Care.com Removes 70 Percent Of Daycare Listings From Site

Care.com, the internet-based childcare marketplace, had removed more than 46,000 daycare center listings from its website ahead of a Wall Street Journal investigation into its practices earlier this month.

According to a report in The Wall Street Journal citing an analysis, Care.com took down around 72 percent of daycare centers listed on the website, with some listed as of March 1, 2019. The scrub amounts to the removal of 46,594 businesses. The company, which has around 32 million caregiver and parent members, hooks families up with nannies and babysitters — but parents can also use the website to find information about daycares in their location.

Nancy Bushkin, a spokeswoman for the company, told the paper the daycare center listings were removed March 7, the day it reported fourth-quarter earnings. She said Care.com removed 45 percent of daycare centers from its website and that the number is different than the WSJ because Care.com uses algorithms to remove listings and the paper only saw a subset of the total of number of listings. The spokeswoman wouldn’t say how many daycare centers are listed now compared to before.

The removal came as the WSJ discovered through an investigation that hundreds of the daycare center listings were of companies that claimed to have licenses but didn’t. Others didn’t exist or didn’t know they were listed on the website. The investigation also found Care.com was limited in vetting the caregivers that appear on the site, with nine having police records. The report prompted the stock to sell off.  In Care.com’s defense, the company said it makes it clear to customers that it doesn’t put caregivers through a full vetting process before listing them on the website.

The report out of the WSJ prompted Care.com to disclose in a U.S. Securities and Exchange Commission filing that it was changing business practices and removing some of the listings.
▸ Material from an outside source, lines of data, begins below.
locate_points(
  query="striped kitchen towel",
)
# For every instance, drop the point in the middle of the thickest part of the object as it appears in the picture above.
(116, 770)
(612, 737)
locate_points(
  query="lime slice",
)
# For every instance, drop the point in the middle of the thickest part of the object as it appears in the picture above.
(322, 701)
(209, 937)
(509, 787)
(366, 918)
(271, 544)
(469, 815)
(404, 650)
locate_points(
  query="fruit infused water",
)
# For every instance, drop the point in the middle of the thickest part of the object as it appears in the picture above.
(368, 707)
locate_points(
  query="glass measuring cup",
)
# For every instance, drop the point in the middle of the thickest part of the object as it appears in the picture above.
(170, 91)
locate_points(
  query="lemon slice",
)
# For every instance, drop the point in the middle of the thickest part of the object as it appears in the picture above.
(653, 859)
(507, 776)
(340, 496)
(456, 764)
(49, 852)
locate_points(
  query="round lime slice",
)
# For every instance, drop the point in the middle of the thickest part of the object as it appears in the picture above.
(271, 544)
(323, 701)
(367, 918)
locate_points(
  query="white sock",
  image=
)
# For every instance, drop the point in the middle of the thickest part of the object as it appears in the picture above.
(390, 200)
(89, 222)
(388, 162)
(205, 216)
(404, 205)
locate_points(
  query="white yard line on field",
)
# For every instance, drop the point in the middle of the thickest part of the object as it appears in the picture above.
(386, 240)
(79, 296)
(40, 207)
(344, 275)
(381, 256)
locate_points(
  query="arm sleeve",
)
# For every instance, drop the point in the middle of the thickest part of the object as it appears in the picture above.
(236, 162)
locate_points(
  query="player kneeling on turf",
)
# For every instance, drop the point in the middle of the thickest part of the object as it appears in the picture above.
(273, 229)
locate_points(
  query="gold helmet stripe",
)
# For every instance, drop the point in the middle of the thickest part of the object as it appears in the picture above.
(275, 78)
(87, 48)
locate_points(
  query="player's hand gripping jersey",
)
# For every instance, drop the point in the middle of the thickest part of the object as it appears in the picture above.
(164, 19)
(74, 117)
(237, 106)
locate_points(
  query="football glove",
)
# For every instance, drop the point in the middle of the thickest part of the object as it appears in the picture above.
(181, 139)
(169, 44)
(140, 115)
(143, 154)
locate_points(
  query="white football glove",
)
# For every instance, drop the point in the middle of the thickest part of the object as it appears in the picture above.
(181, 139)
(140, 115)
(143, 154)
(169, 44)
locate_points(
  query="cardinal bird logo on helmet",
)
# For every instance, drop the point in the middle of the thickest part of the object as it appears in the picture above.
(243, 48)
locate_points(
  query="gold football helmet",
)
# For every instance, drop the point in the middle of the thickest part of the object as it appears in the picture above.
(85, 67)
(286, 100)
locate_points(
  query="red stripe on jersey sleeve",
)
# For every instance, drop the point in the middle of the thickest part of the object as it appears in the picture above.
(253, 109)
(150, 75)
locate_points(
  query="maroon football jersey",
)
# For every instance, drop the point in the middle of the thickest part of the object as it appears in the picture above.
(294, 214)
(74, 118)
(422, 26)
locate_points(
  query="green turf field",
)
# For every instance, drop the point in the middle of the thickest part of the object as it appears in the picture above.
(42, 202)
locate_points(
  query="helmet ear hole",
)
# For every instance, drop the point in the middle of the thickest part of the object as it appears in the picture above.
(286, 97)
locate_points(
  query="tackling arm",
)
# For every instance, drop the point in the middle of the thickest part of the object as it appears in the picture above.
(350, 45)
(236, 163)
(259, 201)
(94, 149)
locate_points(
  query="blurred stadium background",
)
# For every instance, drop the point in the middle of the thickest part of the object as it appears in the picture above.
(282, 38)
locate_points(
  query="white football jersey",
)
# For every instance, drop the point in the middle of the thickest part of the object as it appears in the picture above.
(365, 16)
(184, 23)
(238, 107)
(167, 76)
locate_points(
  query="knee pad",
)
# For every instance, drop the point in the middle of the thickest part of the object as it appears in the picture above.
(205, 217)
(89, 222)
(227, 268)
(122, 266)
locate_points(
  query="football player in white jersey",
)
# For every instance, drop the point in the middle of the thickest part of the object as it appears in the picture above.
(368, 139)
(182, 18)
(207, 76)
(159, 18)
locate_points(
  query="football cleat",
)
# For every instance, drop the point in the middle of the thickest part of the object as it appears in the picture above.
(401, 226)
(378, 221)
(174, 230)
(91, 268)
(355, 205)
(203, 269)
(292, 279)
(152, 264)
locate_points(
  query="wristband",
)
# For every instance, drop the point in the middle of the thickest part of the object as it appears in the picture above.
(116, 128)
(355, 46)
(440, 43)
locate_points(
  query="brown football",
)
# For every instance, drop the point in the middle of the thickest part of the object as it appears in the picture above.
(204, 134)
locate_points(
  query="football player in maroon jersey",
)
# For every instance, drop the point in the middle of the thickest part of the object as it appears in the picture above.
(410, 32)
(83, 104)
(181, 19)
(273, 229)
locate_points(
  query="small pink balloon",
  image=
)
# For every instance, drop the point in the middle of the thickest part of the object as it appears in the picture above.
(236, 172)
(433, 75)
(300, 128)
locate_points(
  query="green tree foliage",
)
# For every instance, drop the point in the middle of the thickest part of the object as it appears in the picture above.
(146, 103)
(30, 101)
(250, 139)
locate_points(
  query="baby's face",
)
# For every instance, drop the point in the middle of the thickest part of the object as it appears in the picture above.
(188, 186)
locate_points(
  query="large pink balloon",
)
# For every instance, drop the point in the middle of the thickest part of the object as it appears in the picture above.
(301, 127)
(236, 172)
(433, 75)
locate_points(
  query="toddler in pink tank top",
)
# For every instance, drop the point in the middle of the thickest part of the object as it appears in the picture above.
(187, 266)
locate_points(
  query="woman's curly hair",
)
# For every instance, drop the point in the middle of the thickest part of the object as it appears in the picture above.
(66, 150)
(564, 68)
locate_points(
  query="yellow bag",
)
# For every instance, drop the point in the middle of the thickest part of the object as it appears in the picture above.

It said in the filing it had used publicly available data to create the directory and would then ask the businesses to claim ownership.  The daycare listings account for less than 0.5 percent of its revenue, noted the paper. Care.com also said in the filing that it will stop allowing caregivers to apply for a job until its preliminary screening is complete. It told the WSJ that it checks multi-jurisdictional criminal databases and the National Sex Offender Public Website and that it created a new committee in which the board will have oversight of its safety and cybersecurity programs.